Thursday, May 28, 2009

Tivo makes me nostalgic, but I've moved on...

Dear Tivo,

What happened to us? We were inseparable. It was just you, me, and cable TV. Life was good. Really good. In fact, I couldn't imagine life without you, even when DIRECTV and Comcast starting offering their own DVRs as a standard part of their cable services.

I like to think I was Olive Oyl and you were my Popeye, and the cable companies were Bluto, always trying to force their way in-between us and undermine you with an eye toward my affection. But it didn't happen, and still doesn't, even as your peanut-shaped remote just lies there on my coffee table, lifeless.

Oh, your remote! The buttons felt so right. They responded so well to the touch, not like the others, which took a few muscled depressions before it finally responded, and then responded again and again, the signals finally catching up and me so far adrift from my target. I was afraid to use the other remotes. But never yours.

And the little TV with the antenna and legs. He gave the whole thing personality. I hated the times the machine needed to reboot, but look over there! That little guy is having so much fun sliding and swinging around!

That was my last encounter with you. Something happened. Months ago–I lost count–you overheated and conked out. It was sudden, and I mourned for you.

But I didn't do anything about it. I didn't fix you. I didn't replace you. I just carried on.

Frankly, TV WAS better with you. Unfortunately, it's no longer better enough to warrant the work needed to troubleshoot you and rescue the 70+ episodes of Dora the Explorer I so obsessively recorded for my kids. They're on to Hanna Montana, now.

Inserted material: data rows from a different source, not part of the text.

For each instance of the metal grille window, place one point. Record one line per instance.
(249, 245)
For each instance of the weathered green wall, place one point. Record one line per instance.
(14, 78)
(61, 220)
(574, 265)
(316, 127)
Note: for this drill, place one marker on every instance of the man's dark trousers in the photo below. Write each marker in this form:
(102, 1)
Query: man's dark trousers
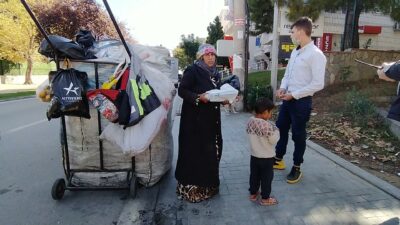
(295, 114)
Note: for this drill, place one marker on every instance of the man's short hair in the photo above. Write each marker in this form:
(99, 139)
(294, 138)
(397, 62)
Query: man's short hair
(303, 23)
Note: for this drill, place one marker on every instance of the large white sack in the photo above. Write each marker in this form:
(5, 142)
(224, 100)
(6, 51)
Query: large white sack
(84, 148)
(136, 139)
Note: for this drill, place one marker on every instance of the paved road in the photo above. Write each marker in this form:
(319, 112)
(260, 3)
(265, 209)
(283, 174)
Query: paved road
(328, 193)
(30, 161)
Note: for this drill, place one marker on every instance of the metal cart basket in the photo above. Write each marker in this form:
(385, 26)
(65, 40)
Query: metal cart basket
(60, 185)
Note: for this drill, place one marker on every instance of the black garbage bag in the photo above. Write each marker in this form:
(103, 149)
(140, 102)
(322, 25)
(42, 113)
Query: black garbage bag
(64, 48)
(86, 39)
(69, 95)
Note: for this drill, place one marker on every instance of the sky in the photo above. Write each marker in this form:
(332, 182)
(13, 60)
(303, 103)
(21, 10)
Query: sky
(162, 22)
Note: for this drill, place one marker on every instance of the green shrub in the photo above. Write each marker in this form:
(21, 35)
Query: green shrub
(359, 108)
(255, 92)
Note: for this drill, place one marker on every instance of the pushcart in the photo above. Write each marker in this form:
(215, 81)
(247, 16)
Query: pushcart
(61, 184)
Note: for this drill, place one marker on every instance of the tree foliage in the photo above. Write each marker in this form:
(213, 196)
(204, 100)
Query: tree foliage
(66, 17)
(215, 33)
(17, 35)
(261, 15)
(186, 52)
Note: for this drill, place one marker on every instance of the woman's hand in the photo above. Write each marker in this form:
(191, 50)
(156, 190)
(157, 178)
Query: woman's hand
(225, 102)
(203, 98)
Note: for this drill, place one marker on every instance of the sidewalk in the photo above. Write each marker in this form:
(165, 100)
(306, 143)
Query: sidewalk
(327, 194)
(12, 88)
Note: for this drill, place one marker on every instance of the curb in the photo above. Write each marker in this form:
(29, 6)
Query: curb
(375, 181)
(17, 98)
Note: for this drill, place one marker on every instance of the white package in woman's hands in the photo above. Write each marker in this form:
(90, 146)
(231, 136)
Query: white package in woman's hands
(226, 92)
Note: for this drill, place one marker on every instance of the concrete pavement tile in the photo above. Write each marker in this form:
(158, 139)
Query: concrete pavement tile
(392, 221)
(309, 220)
(269, 220)
(376, 196)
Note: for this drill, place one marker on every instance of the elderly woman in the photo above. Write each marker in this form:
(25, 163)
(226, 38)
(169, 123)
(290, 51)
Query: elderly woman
(200, 140)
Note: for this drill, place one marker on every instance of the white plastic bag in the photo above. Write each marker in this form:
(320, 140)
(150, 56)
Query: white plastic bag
(226, 92)
(43, 91)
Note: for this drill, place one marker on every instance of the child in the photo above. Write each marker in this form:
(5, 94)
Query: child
(263, 136)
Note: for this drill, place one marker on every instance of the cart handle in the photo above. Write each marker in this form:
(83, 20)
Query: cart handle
(38, 24)
(117, 28)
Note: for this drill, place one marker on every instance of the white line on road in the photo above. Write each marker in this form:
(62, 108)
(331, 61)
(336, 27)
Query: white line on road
(25, 126)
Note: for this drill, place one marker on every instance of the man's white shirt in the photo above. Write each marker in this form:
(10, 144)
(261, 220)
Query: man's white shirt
(305, 72)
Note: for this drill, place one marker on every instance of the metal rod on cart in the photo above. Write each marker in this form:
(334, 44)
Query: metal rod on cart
(38, 24)
(96, 75)
(117, 28)
(65, 146)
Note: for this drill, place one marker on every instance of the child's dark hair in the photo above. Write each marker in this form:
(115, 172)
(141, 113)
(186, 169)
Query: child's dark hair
(303, 23)
(263, 104)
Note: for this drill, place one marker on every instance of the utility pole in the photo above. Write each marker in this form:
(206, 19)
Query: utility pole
(274, 54)
(239, 57)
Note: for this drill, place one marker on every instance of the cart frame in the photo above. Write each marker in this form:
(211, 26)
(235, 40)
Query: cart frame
(60, 185)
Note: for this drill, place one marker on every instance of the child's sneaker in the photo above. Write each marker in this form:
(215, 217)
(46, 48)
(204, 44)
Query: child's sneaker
(279, 164)
(254, 197)
(269, 201)
(294, 175)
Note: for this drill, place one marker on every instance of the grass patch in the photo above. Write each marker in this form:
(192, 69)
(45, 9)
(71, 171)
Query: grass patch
(7, 96)
(39, 68)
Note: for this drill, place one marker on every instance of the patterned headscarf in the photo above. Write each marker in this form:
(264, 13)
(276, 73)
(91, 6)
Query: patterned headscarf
(212, 71)
(205, 49)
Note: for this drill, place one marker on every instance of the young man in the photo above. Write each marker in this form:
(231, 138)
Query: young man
(303, 77)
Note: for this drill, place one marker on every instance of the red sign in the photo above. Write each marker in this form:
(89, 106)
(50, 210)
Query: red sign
(227, 37)
(370, 29)
(325, 42)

And me? Well, I guess I'll watch North by Northwest some other time. Same with those other movies I collected over the years but never got around to playing.

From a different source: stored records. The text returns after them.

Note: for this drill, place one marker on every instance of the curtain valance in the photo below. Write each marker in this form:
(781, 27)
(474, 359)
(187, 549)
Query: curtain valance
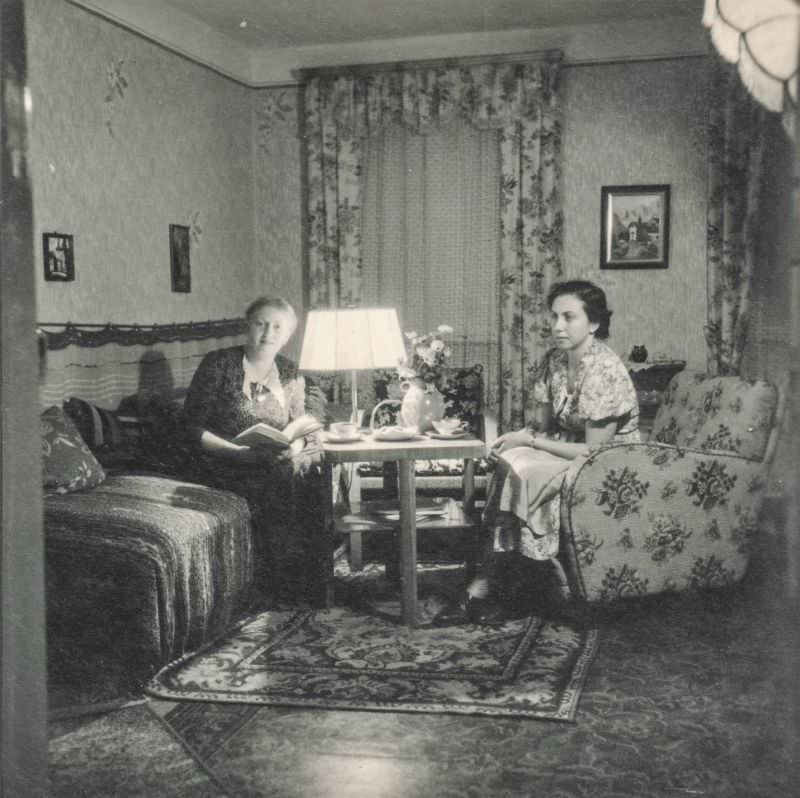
(487, 95)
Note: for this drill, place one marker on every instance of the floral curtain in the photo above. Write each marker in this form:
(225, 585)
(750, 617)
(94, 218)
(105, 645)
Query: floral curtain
(520, 100)
(531, 246)
(736, 141)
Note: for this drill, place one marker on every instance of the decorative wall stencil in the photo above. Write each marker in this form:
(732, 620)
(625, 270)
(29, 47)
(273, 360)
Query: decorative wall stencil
(63, 334)
(634, 227)
(59, 264)
(194, 227)
(116, 88)
(276, 108)
(180, 264)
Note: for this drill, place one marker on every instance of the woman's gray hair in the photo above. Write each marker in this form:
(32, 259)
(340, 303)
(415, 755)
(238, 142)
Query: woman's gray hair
(277, 302)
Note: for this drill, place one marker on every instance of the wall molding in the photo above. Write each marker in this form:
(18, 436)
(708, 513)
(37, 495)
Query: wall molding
(272, 67)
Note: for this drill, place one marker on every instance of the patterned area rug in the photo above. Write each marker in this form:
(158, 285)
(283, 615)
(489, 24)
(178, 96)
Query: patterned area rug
(345, 659)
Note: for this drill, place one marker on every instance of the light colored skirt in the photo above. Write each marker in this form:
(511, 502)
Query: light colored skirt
(523, 502)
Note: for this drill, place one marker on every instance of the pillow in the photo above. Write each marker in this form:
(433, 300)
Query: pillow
(67, 463)
(100, 428)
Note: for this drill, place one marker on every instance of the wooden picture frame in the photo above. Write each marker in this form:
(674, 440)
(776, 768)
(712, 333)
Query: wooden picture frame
(634, 227)
(59, 259)
(180, 258)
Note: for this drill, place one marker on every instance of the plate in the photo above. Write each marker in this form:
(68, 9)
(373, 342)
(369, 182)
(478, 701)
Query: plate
(331, 438)
(447, 436)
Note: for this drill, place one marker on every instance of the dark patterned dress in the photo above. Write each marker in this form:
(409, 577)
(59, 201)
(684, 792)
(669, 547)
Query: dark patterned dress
(285, 496)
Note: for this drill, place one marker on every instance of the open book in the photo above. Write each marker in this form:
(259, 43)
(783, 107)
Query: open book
(262, 434)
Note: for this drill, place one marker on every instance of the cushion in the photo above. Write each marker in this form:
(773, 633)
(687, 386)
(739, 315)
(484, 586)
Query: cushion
(730, 414)
(99, 427)
(67, 463)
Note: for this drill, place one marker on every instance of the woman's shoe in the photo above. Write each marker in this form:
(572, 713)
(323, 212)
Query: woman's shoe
(483, 611)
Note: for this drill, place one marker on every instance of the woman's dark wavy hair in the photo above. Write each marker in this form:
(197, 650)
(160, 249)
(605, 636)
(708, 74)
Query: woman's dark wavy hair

Perhaps I'm in recovery. All the hours of TV I watched and wanted to watch and didn't know I needed to watch. You made me voracious for TV, but I could never keep up.

You enabled me. I explored Steve McQueen and wishlisted Anthony Wong. I felt confident that I wasn't missing anything, even if I never watched most of it.

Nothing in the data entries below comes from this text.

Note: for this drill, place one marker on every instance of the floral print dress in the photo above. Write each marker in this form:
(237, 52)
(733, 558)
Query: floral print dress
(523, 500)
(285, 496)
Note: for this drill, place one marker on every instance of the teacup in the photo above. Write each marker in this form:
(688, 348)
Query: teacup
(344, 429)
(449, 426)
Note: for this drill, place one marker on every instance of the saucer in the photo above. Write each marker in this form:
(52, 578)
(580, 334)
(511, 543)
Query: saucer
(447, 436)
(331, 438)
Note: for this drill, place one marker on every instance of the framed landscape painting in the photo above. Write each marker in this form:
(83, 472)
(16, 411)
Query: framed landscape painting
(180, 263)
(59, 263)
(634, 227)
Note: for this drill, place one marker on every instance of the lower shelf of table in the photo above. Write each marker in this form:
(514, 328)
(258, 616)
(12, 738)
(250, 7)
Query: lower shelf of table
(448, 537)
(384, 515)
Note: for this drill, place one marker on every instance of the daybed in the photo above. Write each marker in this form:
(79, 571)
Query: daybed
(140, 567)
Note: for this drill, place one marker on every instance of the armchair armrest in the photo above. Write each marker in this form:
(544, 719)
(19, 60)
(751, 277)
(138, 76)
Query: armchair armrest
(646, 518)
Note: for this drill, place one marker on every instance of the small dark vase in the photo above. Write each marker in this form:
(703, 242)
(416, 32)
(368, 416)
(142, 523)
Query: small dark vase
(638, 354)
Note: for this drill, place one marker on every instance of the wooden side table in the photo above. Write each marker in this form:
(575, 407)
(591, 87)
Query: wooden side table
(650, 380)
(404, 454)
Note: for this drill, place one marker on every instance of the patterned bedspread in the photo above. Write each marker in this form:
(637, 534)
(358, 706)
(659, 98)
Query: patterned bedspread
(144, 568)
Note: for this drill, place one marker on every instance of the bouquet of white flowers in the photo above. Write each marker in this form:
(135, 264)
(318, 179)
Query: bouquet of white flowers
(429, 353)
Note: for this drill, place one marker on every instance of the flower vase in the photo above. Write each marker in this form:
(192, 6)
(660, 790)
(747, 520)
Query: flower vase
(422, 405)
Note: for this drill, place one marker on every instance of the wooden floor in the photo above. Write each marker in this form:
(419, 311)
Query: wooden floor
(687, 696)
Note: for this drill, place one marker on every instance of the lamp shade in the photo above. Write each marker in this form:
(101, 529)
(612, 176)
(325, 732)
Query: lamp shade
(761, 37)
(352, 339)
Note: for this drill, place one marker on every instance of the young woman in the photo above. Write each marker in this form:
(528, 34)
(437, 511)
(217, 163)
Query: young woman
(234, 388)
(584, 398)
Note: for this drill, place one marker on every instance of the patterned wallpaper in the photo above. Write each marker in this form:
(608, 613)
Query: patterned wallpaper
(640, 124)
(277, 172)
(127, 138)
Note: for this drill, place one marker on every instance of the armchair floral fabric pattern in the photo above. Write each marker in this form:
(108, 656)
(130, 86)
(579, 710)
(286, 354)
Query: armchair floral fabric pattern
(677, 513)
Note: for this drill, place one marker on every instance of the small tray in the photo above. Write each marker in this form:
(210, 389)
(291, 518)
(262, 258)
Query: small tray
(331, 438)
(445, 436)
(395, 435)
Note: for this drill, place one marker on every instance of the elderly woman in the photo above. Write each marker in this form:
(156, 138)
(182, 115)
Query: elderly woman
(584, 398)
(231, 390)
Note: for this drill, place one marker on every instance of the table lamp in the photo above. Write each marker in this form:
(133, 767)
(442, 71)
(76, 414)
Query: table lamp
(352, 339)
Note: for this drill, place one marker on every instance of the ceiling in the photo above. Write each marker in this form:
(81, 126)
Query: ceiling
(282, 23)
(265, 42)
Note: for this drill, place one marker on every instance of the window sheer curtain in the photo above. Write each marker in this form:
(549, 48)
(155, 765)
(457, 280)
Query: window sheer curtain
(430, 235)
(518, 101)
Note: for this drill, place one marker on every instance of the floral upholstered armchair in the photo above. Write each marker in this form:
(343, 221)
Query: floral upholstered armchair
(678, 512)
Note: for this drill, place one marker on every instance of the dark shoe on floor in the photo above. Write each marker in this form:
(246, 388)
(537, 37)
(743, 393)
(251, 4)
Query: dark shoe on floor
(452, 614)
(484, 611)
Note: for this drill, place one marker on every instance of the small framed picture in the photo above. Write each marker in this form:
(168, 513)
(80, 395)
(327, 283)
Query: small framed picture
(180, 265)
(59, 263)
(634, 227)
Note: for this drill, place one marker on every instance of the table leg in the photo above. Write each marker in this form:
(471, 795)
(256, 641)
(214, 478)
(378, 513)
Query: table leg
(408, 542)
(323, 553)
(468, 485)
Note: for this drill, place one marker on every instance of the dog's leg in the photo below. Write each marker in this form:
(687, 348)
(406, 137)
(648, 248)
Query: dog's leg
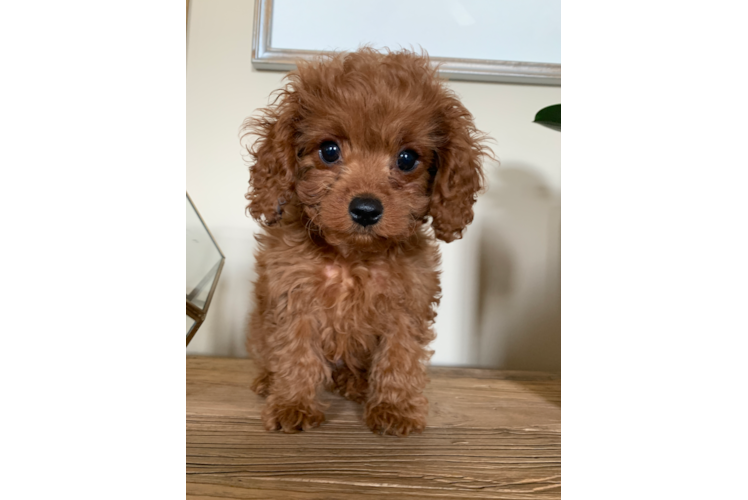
(296, 373)
(396, 404)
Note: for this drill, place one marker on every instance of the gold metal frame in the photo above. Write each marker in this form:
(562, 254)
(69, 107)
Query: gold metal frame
(198, 314)
(265, 57)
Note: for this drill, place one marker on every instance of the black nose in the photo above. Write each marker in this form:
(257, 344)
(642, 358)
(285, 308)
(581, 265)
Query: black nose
(365, 211)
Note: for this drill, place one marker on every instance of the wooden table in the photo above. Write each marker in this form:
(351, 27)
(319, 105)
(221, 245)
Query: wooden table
(491, 434)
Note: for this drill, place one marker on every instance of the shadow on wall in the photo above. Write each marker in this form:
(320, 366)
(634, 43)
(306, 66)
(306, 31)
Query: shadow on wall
(518, 322)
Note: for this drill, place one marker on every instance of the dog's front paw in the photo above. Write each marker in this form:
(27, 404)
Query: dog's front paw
(397, 420)
(291, 418)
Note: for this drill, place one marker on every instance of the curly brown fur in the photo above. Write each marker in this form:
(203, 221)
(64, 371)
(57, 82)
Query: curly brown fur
(340, 305)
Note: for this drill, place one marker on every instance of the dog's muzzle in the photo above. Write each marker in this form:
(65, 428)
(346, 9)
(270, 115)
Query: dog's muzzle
(365, 211)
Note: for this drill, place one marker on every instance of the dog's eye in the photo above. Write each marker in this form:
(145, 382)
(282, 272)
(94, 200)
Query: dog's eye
(329, 152)
(407, 160)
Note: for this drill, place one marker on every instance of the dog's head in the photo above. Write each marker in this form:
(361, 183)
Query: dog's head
(367, 146)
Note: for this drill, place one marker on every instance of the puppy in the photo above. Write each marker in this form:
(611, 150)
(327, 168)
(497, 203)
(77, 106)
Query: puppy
(362, 161)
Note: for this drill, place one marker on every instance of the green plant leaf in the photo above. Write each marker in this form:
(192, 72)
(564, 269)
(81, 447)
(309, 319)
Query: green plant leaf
(550, 117)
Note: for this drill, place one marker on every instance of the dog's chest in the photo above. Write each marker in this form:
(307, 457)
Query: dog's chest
(340, 280)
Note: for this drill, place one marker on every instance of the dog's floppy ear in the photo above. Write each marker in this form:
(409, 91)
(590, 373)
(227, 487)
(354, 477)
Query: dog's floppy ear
(459, 177)
(272, 174)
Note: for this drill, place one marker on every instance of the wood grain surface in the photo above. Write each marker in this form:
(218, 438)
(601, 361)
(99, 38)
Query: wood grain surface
(491, 434)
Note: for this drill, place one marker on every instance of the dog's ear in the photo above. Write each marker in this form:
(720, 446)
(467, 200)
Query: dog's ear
(273, 169)
(458, 178)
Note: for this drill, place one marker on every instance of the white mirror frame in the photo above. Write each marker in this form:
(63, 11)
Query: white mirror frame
(265, 57)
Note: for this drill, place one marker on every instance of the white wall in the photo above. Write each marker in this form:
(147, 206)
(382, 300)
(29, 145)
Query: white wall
(499, 307)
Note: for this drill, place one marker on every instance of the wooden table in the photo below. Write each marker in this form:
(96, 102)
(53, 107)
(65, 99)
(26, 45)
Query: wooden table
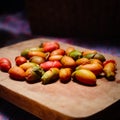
(58, 101)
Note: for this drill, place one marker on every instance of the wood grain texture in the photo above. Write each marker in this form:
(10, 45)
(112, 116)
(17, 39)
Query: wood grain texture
(57, 101)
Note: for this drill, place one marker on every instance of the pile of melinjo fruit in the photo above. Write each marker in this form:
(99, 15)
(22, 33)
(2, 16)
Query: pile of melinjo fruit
(48, 63)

I suppose the missing piece in our broken relationship is TV. I don't watch that much of it anymore. I've moved on to Hulu. It doesn't have everything, but it has enough to keep me satisfied. There's no queue, no pile-up of movies and TV episodes to dig through. I just graze and go.

Today the New York Times said that you posted another quarterly loss. It makes me sad because I loved you. I still love you. But I think for many of us, it's simply time to move on.